Jamey and I get along very well. We occasionally have little disagreements, but we air our different perspectives and move on pretty quickly. Once in a while we have a doozy of a disagreement.
Now, let me define disagreement for you. Disagreement can mean that two people think differently on a subject. It can also mean, as it does here, that one person disagrees with how another person does something. Is that still a disagreement? Let's just say that it is.
Jamey is the easiest person to live with. I haven't lived with that many people, but that's beside the point. I can't imagine anyone would be easier to live with and get along with. Me on the other hand, I can be kind-of difficult occasionally. It's important for me to have certain things a certain way at times. I've let go of a lot over the years (thank you, Jesus). I used to be much more particular. But, even though I've learned to relax quite a bit there are still some things that I need just so and I am holding on to these last few things with white knuckles.
Just ask Jamey.
For example...one of the things I happen to be pretty particular about (still) are our kitchen towels. Go figure. It is my belief that two towels should hang on the oven door. One to dry hands. One to dry dishes. The one to dry hands with should be kept closest to the sink and should be thicker. The one for dishes should be a thinner towel and be farther from the sink. Simple. Makes perfect sense...to me.
So, over the years, I've tried to convey this need of mine for order (and let's face it, probably control) to my dear husband. He has made a valiant effort, I must say, to please me. The problem is, he often forgets my logic and therefore gets confused when he has to make a decision about the kitchen towels. I am sure visions of me sputtering and fussing come to mind every time he looks at or touches a kitchen towel. No wonder he sometimes confuses my logic and gets it wrong.
The other day, the issue came up again and I just about lost it. I felt bad for him, bad for me, stumped as to why we couldn't (in all our 12 years of tackling all sorts of marital issues and coming out together on top every time) put this issue to rest.

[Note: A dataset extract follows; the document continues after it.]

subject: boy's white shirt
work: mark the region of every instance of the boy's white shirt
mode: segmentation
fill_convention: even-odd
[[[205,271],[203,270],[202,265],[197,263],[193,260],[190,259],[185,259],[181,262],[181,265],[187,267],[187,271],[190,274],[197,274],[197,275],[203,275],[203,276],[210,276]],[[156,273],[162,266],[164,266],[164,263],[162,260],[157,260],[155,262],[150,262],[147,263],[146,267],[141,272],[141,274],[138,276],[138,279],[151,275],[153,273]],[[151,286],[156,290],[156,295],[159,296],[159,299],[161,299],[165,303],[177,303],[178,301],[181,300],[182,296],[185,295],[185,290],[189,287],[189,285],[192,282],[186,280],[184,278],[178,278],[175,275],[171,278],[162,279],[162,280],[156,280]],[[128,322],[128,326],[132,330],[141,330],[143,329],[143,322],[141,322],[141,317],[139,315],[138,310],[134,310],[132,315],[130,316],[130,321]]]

Why did I not think of this before? It's how all problems should be solved. Jamey just laughed (probably out of disbelief) as I ran to the living room to look up online how to spell 'etiquette' and start my list of kitchen towel guidelines. Here's what I was thinking. If Jamey is in doubt, he can open the cupboard near the oven (where the guidelines would be taped inside) and check to see what he should do.
Do you think I'm terrible? Do you think I am the worst wife and person ever? I promise...this is about the worst thing I EVER do to him.
Here's me writing frantically. He took my picture and I said, "What are you doing that for?" He replied that he wasn't sure but something about how he could use the photo to commiserate with the other in-laws in my family.
And here's the list.
Think what you will about me (and Jamey for putting up with me). I feel so much better. Now this issue will never ever come up again.